Redistribution and use in source and binary forms, with or without
modification, are permitted (subject to the limitations in the disclaimer
below) provided that the following conditions are met:
- Redistributions of source code must retain the above copyright notice,
this list of conditions and the following disclaimer.
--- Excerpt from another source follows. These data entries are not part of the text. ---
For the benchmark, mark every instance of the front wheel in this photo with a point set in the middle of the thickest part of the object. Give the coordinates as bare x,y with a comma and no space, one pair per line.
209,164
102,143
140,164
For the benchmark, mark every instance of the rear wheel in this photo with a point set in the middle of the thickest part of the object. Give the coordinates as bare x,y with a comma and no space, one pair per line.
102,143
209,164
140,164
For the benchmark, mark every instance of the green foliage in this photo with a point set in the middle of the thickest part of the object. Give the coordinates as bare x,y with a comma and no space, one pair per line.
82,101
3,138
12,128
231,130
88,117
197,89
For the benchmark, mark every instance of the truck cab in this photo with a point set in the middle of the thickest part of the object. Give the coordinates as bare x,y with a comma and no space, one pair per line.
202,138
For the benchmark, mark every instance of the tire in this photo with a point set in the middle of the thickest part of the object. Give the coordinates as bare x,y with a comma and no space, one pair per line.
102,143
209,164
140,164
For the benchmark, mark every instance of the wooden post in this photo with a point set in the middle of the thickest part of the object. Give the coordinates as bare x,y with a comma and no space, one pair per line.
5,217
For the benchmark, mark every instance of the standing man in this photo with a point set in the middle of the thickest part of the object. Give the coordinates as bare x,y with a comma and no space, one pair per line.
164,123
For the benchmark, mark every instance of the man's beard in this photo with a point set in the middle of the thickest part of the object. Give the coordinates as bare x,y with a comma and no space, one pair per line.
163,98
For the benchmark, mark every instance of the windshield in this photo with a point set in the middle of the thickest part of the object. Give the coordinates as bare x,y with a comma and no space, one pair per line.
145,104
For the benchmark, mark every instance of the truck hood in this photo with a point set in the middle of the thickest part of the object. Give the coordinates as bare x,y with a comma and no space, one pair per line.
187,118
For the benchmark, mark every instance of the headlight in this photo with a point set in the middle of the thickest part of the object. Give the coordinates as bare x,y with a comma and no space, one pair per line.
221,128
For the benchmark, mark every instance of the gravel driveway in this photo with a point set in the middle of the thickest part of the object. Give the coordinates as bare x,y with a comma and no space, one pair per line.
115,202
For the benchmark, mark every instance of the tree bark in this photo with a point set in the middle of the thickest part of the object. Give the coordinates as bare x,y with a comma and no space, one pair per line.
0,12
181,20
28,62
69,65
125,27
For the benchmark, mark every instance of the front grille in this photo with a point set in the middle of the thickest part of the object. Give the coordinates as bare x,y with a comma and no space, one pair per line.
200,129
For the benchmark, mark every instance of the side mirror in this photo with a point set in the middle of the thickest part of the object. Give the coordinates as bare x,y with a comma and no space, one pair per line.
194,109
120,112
- Redistributions in binary form must reproduce the above copyright
notice, this list of conditions and the following disclaimer in the
documentation and/or other materials provided with the distribution.
- Neither the name of the copyright holder nor the names of its
contributors may be used to endorse or promote products derived from this
software without specific prior written permission.
*/
#ifndef MANGO_BTREE_H_
#define MANGO_BTREE_H_
#include <stdint.h>
#ifdef __cplusplus
extern "C" {
#endif
/* if your custom structure contains a struct btree_node (i.e. it can be part of a btree),
you can use this macro to convert a struct btree_node* to a your_type*
@param t the name of your custom type (something that can be passed to offsetof)
@param m the name of the struct btree_node member variable within your custom type.
@param v the struct btree_node pointer that you wish to convert. if this is NULL, NULL will be returned.
*/
#define BTREE_CONTAINER(t, m, v) ((void *)((v) ? (uintptr_t)(v) - (offsetof(t, m)) : 0))
/* defines a simple node insertion function.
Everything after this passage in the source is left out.